Doctor Mohammad Sheerin at the local Bacha Khan medical complex said one man had been critically wounded and evacuated to the northwestern city of Peshawar.
There was no immediate claim of responsibility. Police said it was investigating whether there was a link to Islamist militancy but the head of the charity said the organisation had not been threatened despite working on polio immunisations.
The Taliban banned polio vaccinations in the tribal region of Waziristan, condemning the campaign as a cover for espionage after the jailing of a doctor who helped the CIA find Osama bin Laden using a hepatitis vaccination programme.
Last month nine polio vaccination workers were shot dead in a string of attacks in Karachi and the northwest.
The Taliban denied responsibility for the killings, but the deaths prompted the UN children's agency and the World Health Organization to suspend work on polio campaigns.
Javed Akhtar, executive director of the charity, said the organisation provides vaccines, including during last month's campaign, but said he did not know if its polio work was a motive for the attack.
"The centre is involved in a child immunisation programme. It also provides polio drops," he said, adding that his organisation had received Western funds, including from the German government, through a Pakistani poverty alleviation fund.
Other charity workers in the northwest called for protection.
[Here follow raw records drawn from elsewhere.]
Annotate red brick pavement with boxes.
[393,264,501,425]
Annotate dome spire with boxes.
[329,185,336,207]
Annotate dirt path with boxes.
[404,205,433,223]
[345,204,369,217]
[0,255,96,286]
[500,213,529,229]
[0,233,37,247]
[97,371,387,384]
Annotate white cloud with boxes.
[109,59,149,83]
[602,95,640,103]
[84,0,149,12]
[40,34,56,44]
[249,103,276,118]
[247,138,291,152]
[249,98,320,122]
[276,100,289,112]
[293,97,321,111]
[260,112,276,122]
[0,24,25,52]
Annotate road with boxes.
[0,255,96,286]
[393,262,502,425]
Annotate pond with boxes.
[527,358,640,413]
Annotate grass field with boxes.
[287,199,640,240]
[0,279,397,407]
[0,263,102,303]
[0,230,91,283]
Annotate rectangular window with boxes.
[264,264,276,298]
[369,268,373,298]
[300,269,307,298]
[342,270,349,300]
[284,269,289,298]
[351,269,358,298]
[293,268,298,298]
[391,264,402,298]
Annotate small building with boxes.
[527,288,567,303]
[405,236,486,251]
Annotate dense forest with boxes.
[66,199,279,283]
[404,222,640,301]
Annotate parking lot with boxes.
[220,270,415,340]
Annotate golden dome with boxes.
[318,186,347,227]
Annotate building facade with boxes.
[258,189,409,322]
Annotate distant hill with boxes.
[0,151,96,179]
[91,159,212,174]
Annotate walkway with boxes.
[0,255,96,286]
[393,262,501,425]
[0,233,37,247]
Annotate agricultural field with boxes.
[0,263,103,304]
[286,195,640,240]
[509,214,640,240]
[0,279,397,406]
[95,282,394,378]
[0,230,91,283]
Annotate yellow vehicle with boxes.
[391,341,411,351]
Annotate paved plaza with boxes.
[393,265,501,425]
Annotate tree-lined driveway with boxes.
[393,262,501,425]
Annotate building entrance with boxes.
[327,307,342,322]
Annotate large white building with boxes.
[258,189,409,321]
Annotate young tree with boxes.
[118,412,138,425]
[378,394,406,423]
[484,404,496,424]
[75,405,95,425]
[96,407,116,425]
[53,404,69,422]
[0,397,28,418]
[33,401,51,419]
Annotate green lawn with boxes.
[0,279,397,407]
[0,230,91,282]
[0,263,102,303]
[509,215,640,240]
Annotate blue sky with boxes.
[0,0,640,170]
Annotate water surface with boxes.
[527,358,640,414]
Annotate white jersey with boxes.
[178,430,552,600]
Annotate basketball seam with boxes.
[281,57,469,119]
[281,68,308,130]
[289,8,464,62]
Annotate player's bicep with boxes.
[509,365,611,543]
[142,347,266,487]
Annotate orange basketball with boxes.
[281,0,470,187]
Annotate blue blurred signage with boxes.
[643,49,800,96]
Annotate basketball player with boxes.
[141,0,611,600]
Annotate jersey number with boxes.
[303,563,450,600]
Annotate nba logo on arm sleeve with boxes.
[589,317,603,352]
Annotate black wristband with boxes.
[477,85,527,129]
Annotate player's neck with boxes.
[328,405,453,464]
"Schools and NGOs have been threatened in the recent past. Several government schools had been bombed in the last several months," said Rooh ul-Amin, who heads an umbrella organisation of charities in Swabi.
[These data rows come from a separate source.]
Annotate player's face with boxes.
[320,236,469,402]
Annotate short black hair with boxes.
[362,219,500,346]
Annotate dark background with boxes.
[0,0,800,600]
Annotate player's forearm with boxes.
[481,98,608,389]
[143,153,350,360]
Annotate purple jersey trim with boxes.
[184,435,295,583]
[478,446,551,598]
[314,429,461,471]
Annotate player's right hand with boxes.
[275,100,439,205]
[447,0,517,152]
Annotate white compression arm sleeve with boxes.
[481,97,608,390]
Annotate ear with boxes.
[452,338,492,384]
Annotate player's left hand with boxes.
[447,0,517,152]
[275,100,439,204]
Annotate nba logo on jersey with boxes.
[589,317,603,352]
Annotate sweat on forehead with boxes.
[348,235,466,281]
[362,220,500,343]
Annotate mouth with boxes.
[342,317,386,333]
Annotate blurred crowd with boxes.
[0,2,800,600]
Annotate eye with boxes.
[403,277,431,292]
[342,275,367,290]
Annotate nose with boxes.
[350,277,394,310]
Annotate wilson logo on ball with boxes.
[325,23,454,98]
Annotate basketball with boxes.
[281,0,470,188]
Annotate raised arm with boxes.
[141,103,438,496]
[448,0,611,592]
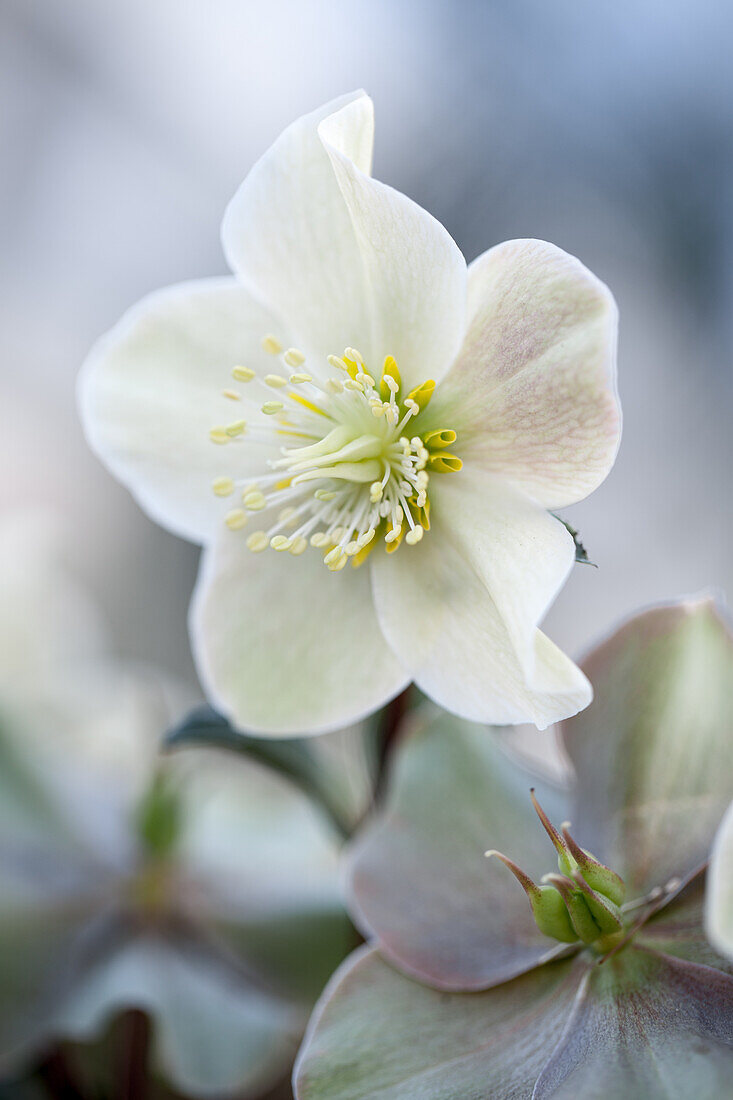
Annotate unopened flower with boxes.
[295,601,733,1100]
[80,94,620,734]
He said eight months ago the guest house where he receives visitors was bombed and another bomb was found near his office four months ago.
Idrees Kamal, the coordinator of Pakhtunkhwa Civil Society Network (PCSN), demanded that the killers be arrested, and called for protection and compensation.
"PCSN will formulate a joint strategy to tackle the matter," he said in a statement.
Last month a Swedish woman charity worker died after being shot in the chest in Lahore where she worked for the US-founded Full Gospel Assemblies, which runs charities including a technical training institute and adult literacy centre.
In August 2011 US development worker Warren Weinstein was kidnapped after gunmen tricked their way into his Lahore home. Pakistani officials believe he is being held by Al-Qaeda and Taliban extremists in Pakistan's lawless northwest.
In April 2012, a British Muslim Red Cross worker was beheaded after being kidnapped in the southwestern city of Quetta.
Pakistan has been battling a homegrown Taliban insurgency for five years, as well as a separatist Baluch uprising in the southwest. It also suffers from routine attacks blamed on a series of hardline Islamist factions.
Islamabad says more than 35,000 people have been killed as a result of terrorism in the country since the 9/11 attacks on the United States.